Those elements have already been filtered out [1]:

> Radioactive materials such as cesium, strontium, iodine, and cobalt are purified by ALPS through co-precipitation treatment using solutions and adsorption on activated carbon and adsorbents. Almost all radioactive materials are removed through repeated treatment by ALPS, but tritium, which is a radioisotope of hydrogen, exists as a part of the water molecule and cannot be removed through treatment by ALPS and other equipment.

It's only tritium that can't be removed (and that is why it is released by other nuclear power plants - in larger quantities that is planned here - as part of normal operation).

[1] https://www.env.go.jp/en/chemi/rhm/basic-info/1st/06-03-05.h...
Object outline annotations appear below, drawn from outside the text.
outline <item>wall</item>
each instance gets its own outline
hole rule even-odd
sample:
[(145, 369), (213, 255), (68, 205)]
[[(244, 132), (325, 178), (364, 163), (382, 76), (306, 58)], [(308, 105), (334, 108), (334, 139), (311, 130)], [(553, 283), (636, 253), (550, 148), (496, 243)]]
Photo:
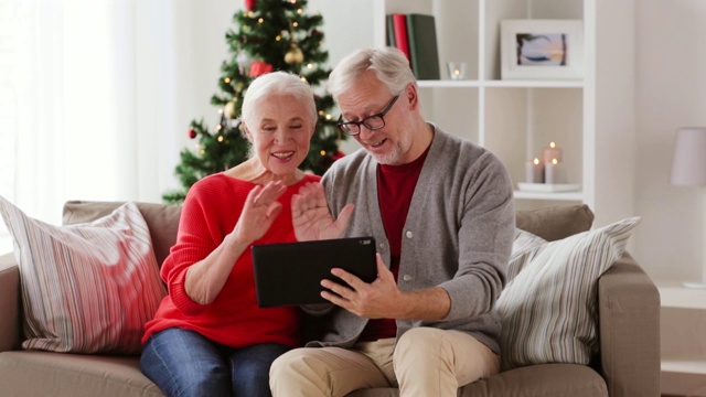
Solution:
[(676, 128), (706, 126), (706, 1), (639, 0), (635, 11), (634, 256), (655, 280), (695, 281), (706, 191), (668, 178)]

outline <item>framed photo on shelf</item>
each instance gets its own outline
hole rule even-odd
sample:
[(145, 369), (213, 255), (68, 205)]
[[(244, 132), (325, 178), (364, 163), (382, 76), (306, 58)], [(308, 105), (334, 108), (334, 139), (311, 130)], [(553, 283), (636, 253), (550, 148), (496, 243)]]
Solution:
[(580, 79), (582, 66), (582, 21), (501, 21), (502, 79)]

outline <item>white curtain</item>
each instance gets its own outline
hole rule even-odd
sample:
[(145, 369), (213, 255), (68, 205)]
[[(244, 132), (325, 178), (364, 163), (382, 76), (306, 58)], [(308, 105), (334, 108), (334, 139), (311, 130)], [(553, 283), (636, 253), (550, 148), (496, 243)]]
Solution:
[(179, 187), (189, 121), (217, 119), (210, 98), (242, 7), (0, 0), (0, 194), (60, 224), (67, 200), (160, 202)]

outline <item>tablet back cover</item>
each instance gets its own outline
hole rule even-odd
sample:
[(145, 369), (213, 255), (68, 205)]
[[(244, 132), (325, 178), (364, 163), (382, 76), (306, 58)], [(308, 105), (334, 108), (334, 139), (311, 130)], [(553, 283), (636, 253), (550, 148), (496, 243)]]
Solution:
[(373, 237), (256, 245), (252, 253), (260, 308), (328, 302), (321, 280), (343, 283), (331, 275), (334, 267), (365, 282), (377, 278)]

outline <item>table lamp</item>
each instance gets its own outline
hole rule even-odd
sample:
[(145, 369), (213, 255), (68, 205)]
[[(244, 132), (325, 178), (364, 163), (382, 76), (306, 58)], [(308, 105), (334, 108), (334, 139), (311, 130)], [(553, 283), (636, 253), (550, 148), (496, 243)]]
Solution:
[[(706, 127), (677, 129), (670, 183), (677, 186), (706, 186)], [(702, 195), (702, 238), (706, 238), (706, 195)], [(702, 251), (702, 281), (684, 282), (684, 287), (706, 289), (704, 246)]]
Gotcha. "as of January 2023, approximately 70% of the water stored in tanks still contained radioactive materials at concentrations exceeding the regulatory standards, in addition to tritium, due to such reasons as failures in purification equipment" -- so what's left is a matter of trust that they have got their equipment working and the actual water released isn't still contaminated.

Bottom line point stands, more is released regularly and this is nothing compared to the initial deluge of untreated material from the accident itself.
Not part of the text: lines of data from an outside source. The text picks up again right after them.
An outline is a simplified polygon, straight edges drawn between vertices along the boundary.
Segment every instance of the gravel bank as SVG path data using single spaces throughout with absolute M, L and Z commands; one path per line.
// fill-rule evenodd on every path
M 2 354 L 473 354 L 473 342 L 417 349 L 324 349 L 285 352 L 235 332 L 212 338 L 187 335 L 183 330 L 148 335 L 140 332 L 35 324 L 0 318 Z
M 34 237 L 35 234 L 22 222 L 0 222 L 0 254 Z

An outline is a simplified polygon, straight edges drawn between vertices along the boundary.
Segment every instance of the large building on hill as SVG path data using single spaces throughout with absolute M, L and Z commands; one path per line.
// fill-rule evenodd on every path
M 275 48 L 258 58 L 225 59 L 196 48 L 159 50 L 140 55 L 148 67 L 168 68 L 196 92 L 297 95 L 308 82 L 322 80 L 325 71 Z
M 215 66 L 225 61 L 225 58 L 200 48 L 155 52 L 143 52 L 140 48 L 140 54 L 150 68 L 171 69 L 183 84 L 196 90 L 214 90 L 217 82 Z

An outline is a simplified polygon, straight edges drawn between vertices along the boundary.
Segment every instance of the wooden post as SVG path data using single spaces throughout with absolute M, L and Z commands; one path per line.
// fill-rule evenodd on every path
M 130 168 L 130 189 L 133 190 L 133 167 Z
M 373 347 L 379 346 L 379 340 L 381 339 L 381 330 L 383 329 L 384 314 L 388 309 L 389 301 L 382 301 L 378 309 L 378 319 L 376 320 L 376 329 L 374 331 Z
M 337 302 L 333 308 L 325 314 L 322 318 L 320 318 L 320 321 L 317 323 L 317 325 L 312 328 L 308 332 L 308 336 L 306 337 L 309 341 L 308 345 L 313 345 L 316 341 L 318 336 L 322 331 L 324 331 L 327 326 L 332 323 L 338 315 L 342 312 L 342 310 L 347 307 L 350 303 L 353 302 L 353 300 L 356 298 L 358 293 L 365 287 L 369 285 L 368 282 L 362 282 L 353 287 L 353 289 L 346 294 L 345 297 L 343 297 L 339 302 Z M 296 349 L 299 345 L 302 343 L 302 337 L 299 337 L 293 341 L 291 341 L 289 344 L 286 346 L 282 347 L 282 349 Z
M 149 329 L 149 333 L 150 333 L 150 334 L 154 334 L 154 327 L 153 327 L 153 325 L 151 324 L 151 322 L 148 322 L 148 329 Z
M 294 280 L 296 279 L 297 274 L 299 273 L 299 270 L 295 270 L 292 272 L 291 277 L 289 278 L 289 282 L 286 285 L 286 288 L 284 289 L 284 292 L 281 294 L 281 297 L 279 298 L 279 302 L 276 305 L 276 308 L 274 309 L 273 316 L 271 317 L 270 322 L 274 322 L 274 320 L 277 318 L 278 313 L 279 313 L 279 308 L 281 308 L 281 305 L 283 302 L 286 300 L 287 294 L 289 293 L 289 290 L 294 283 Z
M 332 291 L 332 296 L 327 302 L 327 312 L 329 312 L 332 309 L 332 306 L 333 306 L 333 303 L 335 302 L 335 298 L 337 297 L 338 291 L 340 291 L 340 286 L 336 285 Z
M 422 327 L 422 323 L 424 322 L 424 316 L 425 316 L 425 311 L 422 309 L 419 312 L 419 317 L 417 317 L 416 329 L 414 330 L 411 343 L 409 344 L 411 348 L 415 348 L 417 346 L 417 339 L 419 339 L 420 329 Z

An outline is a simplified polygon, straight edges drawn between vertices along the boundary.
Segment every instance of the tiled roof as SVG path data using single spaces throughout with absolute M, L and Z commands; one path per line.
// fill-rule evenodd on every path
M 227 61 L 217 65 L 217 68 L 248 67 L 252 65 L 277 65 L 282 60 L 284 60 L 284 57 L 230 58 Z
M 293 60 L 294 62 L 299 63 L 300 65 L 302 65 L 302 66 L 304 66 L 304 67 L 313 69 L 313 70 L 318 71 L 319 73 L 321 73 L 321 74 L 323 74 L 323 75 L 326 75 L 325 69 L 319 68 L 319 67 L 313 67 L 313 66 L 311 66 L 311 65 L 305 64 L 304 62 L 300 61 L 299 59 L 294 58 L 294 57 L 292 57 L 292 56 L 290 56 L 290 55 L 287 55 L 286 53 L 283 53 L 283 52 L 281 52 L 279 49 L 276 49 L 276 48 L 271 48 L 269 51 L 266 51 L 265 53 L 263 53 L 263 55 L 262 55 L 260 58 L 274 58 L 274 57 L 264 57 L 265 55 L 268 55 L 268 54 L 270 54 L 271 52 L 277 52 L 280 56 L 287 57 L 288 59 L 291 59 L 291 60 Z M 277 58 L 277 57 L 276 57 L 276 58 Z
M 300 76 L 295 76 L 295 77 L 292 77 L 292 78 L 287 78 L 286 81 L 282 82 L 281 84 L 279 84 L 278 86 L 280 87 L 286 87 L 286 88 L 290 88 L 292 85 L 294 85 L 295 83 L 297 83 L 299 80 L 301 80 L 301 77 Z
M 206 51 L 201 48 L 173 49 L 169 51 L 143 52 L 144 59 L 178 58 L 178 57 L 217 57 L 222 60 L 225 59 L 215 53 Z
It’s not just a matter of trusting the Japanese government. The IAEA is also there to verify that things are as they say.
Because it is filtered out by every nuclear power plant that has an inkling of basic morals?
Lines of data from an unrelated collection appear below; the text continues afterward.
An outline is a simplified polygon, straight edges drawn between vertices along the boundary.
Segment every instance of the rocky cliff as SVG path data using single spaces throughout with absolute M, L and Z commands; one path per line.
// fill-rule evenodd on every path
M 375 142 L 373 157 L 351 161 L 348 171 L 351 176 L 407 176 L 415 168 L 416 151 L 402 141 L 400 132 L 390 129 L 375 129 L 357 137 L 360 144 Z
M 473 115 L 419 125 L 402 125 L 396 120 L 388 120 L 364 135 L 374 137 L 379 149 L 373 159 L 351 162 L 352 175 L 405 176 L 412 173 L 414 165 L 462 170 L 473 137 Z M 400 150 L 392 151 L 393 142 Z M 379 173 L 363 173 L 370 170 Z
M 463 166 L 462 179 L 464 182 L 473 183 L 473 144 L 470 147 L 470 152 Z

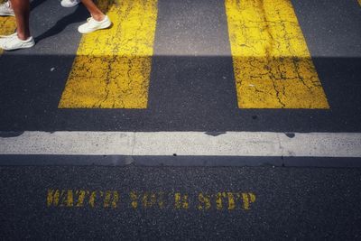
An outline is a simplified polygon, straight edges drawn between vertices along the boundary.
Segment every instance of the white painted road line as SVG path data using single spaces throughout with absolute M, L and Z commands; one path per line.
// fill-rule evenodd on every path
M 291 136 L 291 137 L 289 137 Z M 360 133 L 24 132 L 0 154 L 361 157 Z

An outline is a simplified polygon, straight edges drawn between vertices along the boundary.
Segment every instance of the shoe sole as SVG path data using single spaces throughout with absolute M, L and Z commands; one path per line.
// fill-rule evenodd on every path
M 17 51 L 17 50 L 23 50 L 23 49 L 29 49 L 29 48 L 33 47 L 34 45 L 35 45 L 35 42 L 32 42 L 30 45 L 22 46 L 22 47 L 16 48 L 16 49 L 6 48 L 5 46 L 5 47 L 0 47 L 0 48 L 2 48 L 5 51 Z
M 109 23 L 106 23 L 106 25 L 101 26 L 101 27 L 99 27 L 97 29 L 95 29 L 95 30 L 92 30 L 92 31 L 89 31 L 89 32 L 80 32 L 79 29 L 78 29 L 78 32 L 80 32 L 80 33 L 83 33 L 83 34 L 90 33 L 90 32 L 96 32 L 97 30 L 107 29 L 107 28 L 111 27 L 112 24 L 113 24 L 113 23 L 109 22 Z

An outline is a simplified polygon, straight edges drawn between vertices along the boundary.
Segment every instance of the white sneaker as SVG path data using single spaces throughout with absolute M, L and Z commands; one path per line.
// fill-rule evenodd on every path
M 106 29 L 112 24 L 109 18 L 106 17 L 102 21 L 96 21 L 93 17 L 89 17 L 87 23 L 79 26 L 78 31 L 80 33 L 89 33 L 98 29 Z
M 4 36 L 0 38 L 0 49 L 5 51 L 14 51 L 19 49 L 27 49 L 35 45 L 35 42 L 32 37 L 23 41 L 17 37 L 17 33 Z
M 5 2 L 0 5 L 0 16 L 14 16 L 14 10 L 10 5 L 10 2 Z
M 78 5 L 80 3 L 80 0 L 61 0 L 60 5 L 63 7 L 73 7 Z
The only materials that aren't filtered out are Carbon14 and Tritium, if I remember correctly.

I never expect morals from large agencies. Have they allowed independent testing at the release point for the more dangerous isotopes?
For the former point, fair enough.

For the latter, obviously yes. The IAEA (International Atomic Energy Association) has done it's own independent tests, as well as actively monitored japanese tests while on site.